The book, however, is a different story, ironically, despite being  the same story.  Here Holmes gets to expand on the internal motivations of the characters involved meaning that things that came across and inexplicable or contrived on screen actually feel justified here.  Similarly both the new aliens, the Androgums, and the iconic Sontarans are allowed to become a bit more impressive in your mind's eye here.  Instead of actors in bad costumes, you can genuinely picture the Sontaran warriors in their full armour or the vicious giant Shockeye lumbering about the place.  Just about every flaw that there was in the onscreen version of this story is addressed and fixed by Holmes in his adaption, giving us the enjoyable romp that he obviously originally envisoned the story as.

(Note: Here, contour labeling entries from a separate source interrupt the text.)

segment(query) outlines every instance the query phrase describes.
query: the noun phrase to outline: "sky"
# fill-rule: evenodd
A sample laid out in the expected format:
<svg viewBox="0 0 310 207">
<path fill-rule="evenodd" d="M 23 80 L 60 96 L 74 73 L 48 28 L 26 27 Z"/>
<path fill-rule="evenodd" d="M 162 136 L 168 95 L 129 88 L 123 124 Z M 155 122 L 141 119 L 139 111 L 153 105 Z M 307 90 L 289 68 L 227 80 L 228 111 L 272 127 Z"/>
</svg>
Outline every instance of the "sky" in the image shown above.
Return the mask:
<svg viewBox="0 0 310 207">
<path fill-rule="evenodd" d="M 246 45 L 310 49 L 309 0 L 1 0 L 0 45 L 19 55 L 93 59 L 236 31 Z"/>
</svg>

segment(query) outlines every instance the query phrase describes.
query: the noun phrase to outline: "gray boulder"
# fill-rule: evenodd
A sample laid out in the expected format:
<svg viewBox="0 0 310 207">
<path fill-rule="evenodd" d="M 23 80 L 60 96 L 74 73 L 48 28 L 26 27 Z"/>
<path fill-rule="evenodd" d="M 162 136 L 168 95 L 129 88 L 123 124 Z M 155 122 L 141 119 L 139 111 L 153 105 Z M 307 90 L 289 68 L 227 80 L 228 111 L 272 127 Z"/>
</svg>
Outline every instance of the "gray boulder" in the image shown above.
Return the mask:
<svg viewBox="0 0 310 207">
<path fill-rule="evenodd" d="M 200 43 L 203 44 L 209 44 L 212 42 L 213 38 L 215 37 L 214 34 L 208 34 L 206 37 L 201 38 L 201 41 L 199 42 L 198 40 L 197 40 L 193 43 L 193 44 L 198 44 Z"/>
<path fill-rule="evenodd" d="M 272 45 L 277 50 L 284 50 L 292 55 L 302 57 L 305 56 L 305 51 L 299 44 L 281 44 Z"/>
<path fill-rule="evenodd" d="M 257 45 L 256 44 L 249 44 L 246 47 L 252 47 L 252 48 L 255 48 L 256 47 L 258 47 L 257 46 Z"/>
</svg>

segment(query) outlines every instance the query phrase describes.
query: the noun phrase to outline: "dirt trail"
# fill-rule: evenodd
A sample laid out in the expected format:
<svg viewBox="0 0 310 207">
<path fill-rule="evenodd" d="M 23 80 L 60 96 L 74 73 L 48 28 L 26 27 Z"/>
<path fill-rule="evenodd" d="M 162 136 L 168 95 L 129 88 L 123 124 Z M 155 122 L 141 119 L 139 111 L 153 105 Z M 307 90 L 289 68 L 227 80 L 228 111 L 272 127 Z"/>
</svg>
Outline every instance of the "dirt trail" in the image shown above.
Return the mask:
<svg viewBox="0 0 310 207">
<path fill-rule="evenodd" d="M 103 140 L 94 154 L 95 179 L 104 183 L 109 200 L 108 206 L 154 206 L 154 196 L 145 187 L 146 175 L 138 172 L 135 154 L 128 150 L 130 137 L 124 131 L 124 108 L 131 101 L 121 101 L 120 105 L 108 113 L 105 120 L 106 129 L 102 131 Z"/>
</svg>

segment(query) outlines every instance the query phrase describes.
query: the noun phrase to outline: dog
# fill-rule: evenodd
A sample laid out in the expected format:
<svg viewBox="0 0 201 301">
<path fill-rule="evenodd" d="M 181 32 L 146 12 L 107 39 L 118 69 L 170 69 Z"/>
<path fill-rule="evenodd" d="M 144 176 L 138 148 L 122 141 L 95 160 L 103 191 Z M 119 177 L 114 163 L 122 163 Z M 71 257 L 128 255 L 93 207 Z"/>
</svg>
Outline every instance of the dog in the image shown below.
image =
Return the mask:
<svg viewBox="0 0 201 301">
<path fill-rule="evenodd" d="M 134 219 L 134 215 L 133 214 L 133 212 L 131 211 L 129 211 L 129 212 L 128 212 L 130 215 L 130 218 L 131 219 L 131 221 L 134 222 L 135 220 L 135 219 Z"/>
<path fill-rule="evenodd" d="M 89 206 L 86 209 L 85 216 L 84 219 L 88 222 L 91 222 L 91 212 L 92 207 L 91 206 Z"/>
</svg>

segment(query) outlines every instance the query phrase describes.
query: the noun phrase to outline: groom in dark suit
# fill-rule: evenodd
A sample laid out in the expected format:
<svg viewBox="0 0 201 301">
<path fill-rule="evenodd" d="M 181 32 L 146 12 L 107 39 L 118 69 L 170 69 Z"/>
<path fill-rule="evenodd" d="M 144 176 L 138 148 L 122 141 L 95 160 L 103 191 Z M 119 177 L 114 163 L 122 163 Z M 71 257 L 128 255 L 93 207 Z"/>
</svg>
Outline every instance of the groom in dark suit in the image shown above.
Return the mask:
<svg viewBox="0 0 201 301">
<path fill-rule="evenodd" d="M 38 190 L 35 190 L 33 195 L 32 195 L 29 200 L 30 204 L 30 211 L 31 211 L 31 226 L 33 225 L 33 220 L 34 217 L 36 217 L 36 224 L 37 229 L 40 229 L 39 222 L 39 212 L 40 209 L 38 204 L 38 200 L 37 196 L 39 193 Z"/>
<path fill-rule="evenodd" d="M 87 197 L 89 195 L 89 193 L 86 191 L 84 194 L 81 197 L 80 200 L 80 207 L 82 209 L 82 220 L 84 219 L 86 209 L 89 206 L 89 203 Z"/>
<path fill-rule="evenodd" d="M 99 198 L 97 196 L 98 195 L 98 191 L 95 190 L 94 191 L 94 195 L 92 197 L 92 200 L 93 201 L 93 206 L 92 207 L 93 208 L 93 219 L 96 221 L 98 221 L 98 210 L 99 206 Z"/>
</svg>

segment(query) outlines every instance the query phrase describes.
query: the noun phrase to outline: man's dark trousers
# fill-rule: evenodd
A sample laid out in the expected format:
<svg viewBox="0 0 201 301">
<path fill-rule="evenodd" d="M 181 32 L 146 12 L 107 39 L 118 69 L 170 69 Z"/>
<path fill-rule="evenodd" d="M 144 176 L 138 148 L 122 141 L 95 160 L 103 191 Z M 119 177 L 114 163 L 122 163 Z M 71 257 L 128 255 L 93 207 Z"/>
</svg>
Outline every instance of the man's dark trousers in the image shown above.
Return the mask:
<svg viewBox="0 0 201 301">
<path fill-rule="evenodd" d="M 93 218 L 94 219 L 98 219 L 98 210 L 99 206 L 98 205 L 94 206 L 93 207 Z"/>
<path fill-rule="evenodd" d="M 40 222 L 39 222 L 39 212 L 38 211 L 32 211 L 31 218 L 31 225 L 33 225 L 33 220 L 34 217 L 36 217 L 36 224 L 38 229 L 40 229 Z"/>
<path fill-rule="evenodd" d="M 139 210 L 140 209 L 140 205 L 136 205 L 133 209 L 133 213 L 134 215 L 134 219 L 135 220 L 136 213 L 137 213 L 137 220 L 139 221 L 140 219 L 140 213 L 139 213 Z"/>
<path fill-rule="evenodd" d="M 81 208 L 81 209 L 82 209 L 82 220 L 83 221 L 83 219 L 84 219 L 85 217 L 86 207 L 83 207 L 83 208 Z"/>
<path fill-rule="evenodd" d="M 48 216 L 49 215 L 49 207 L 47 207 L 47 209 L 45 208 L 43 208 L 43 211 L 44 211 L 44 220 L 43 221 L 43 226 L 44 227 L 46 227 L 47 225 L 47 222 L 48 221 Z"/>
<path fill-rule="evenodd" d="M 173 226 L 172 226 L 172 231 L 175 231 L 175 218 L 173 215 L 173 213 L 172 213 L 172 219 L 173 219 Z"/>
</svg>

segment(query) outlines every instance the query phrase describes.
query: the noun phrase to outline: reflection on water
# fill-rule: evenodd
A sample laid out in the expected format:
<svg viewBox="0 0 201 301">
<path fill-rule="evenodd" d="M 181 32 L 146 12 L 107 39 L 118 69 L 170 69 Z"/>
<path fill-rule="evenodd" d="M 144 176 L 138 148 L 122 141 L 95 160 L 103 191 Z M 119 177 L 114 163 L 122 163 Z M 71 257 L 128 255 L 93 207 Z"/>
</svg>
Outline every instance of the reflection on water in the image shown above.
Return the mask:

One flaw that isn't fixed is that, despite being a multi-Doctor story, the two Doctors actually spent very little time interacting with one another.  This is a real shame because it's seeing how the different incarnations of this same character react to one another (the snarky rivalry between the Second and Third remains the best) that otherwise make multi-Doctor stories so enjoyable.  However, mitigating that is the fact that the Sixth Doctor is on unusually fine form here and the much-loved Second Doctor is even better.  Watching the TV version you can't help but note that Troughton and Fraser Hines are obviously far older than they were in the Second Doctor's era of the show but here, without the visual clues to the real-world time gap since their last adventure, it genuinely feels like revisiting Troughton's Doctor in his prime.  And since the Second is one of my favourites, I thoroughly enjoyed that.

Overall, I found this book astonishingly enjoyable considering it shares all the same elements as the TV story, which I loathed.